La perversidad de la estadística degenera el pensamiento con infinita frecuencia; es más, lo corroe hasta el tuétano. Volvamos, pues, a eso del «robusto crecimiento». El ministro español de Economía y Hacienda, Sr. Pedro Solbes, admite que el crecimiento español «podría perder alguna décima» sobre el crecimiento previsto. ¿Por qué esta rectificación de la solidez anunciada? Al Sr. Solbes le preocupan, sobre todo, las turbulencias financieras, el encarecimiento de las materias energéticas, en primer lugar el encarecimiento del petróleo. Y en consecuencia rectifica sus previsiones unas décimas -que a microescala pueden ser inmensas para el ciudadano-; previsiones que, sin embargo, insisten en el optimismo global. Bien, pues examinemos lo que oculta este malvado lenguaje, porque no es un lenguaje equivocado -que se resolvería enmendándolo-, es un lenguaje falaz.

En primer término no es difícil concluir que las turbulencias financieras son graves por producirse precisamente en una economía reducida a la especulación. El mecanismo de la financiación no tiene ahora por propósito la inversión en actividades productivas, sino en la pura acumulación de dinero mediante una serie de maniobras que han destruido la organicidad de la economía, aquella basada en la multiplicación de cosas, el robustecimiento del empleo, la multiplicación equilibrada de consumidores, la estabilidad y responsabilidad empresariales, las legislaciones protectoras de la ciudadanía, la formación profunda y con porvenir, la cohesión social.

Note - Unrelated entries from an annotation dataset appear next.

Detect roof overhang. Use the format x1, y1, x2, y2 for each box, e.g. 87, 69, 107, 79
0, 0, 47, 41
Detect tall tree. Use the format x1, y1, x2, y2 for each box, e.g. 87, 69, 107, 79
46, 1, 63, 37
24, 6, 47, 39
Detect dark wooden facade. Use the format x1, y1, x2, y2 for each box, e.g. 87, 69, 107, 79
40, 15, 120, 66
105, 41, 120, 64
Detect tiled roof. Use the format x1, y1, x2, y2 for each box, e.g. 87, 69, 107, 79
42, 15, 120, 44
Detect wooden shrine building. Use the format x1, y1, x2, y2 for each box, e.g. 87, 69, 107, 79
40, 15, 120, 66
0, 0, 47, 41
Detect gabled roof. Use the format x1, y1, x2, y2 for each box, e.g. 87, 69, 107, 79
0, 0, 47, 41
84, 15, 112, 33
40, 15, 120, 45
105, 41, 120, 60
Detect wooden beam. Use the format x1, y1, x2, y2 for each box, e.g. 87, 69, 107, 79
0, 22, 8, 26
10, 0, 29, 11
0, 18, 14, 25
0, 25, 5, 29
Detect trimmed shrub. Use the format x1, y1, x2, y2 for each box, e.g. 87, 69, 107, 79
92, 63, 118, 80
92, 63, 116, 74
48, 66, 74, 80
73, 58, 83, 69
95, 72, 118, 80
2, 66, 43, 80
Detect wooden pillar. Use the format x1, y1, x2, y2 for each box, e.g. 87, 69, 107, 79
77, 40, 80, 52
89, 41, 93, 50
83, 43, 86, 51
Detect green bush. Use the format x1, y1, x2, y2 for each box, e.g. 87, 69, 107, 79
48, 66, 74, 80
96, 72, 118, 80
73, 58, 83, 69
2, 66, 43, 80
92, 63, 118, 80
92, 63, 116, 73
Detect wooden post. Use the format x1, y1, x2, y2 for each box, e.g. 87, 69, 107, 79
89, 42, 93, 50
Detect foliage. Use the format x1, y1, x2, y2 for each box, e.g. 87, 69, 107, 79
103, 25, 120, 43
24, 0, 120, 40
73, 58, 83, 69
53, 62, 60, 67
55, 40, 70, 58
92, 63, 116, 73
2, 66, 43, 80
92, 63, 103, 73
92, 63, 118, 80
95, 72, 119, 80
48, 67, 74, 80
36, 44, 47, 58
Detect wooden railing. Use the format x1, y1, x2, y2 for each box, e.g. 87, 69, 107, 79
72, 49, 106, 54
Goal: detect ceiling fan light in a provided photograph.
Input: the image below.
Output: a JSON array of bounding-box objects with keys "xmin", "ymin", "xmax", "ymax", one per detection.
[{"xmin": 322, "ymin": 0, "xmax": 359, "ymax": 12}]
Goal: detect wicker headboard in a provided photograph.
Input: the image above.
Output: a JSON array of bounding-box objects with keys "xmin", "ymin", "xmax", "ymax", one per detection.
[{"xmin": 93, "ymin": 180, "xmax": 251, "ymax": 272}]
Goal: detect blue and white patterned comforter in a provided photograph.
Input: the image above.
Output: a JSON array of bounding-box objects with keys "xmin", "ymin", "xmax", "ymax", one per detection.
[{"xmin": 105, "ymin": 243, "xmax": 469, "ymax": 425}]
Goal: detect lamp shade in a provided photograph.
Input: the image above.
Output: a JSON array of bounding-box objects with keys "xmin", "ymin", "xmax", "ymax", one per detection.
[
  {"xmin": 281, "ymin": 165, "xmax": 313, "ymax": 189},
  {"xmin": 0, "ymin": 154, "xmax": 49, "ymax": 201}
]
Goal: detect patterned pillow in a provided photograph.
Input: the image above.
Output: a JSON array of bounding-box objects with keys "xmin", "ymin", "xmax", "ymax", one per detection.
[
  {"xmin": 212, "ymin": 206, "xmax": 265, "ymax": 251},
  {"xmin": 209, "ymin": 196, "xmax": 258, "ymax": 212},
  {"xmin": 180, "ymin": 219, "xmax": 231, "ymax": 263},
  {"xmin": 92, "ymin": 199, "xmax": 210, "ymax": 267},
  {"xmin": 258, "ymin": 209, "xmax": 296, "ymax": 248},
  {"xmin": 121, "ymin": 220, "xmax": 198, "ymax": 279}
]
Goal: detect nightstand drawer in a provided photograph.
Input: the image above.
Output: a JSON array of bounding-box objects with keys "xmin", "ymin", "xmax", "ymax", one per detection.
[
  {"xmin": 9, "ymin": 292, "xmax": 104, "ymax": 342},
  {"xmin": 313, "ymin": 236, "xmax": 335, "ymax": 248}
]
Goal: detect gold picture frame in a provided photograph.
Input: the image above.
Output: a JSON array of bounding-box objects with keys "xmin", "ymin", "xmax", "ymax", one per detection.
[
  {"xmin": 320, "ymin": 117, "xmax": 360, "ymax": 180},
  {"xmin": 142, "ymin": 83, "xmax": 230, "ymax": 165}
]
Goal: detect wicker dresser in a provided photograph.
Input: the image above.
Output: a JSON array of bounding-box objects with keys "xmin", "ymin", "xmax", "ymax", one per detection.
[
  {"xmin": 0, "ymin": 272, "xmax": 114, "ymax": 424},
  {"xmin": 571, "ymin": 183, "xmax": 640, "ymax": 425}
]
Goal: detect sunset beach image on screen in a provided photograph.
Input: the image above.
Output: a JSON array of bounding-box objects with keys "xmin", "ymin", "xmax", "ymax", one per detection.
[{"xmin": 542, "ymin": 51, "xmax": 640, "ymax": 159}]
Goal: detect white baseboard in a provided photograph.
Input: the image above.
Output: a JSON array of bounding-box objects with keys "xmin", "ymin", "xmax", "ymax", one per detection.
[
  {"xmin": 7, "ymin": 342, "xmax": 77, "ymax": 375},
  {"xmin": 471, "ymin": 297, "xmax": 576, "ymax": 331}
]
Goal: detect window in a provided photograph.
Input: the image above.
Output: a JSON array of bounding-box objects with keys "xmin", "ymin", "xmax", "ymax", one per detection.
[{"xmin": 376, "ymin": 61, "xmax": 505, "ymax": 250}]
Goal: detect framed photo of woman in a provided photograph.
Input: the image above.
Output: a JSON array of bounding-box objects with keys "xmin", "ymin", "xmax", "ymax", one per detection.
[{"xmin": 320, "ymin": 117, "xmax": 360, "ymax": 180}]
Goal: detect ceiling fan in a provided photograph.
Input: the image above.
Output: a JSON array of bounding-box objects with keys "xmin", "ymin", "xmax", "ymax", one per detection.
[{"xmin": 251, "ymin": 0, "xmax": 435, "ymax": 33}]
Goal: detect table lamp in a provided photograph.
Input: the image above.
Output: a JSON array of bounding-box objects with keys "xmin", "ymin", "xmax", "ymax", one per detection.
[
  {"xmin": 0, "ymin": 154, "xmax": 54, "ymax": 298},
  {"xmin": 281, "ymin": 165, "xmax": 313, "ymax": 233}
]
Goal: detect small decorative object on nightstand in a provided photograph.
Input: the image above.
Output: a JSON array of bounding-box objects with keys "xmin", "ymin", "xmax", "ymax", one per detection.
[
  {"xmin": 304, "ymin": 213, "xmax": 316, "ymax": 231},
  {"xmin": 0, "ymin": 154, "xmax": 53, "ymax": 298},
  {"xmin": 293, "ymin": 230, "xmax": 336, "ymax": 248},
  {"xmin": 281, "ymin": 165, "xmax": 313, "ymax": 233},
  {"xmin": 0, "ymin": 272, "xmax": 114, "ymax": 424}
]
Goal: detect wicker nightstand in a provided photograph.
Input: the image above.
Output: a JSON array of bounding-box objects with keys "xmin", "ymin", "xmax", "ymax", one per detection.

Al dinero como signo de intercambio ha sucedido el dinero como mercancía de poder. Dicen Bech y Gray, dos de los brillantes economistas regresados del neoliberalismo, que el capitalismo ha derivado en anarcocapitalismo, esto es, en un capitalismo de captura de activos monetarios. La Banca ya no es un instrumento de financiación industrial, un intermediario con múltiples y sensatas ganancias mediante multitud de servicios a la creación industrial, agraria o comercial, sino que se desprende a marchas forzadas de este quehacer de intermediación para manipular y capturar capitales sin importarle el precio de proletarización del trabajador, de la pequeña y media empresa que se paga por ello. Incluso las cajas de ahorro, nacidas para escoltar a los más débiles en tales campos, se han convertido en buzones de un capital que no brota de la expansión material de la economía, sino de exprimir a trabajadores y empresarios modestos mediante unas normas económicas que ni siquiera aspiran a robustecer la colonia en beneficio de la metrópoli, como en tiempos del colonialismo burgués. La Banca está animada hoy por un espíritu corsario que no sólo estrangula la vida social, tornándola invivible, sino que se destruye a sí misma en una autofagia que es la razón de las turbulencias a las que se refiere con tanta soltura como falta de moral social el Sr. Solbes. Es una Banca de asalto con ocultación de bandera en muchas ocasiones: una Banca corsaria.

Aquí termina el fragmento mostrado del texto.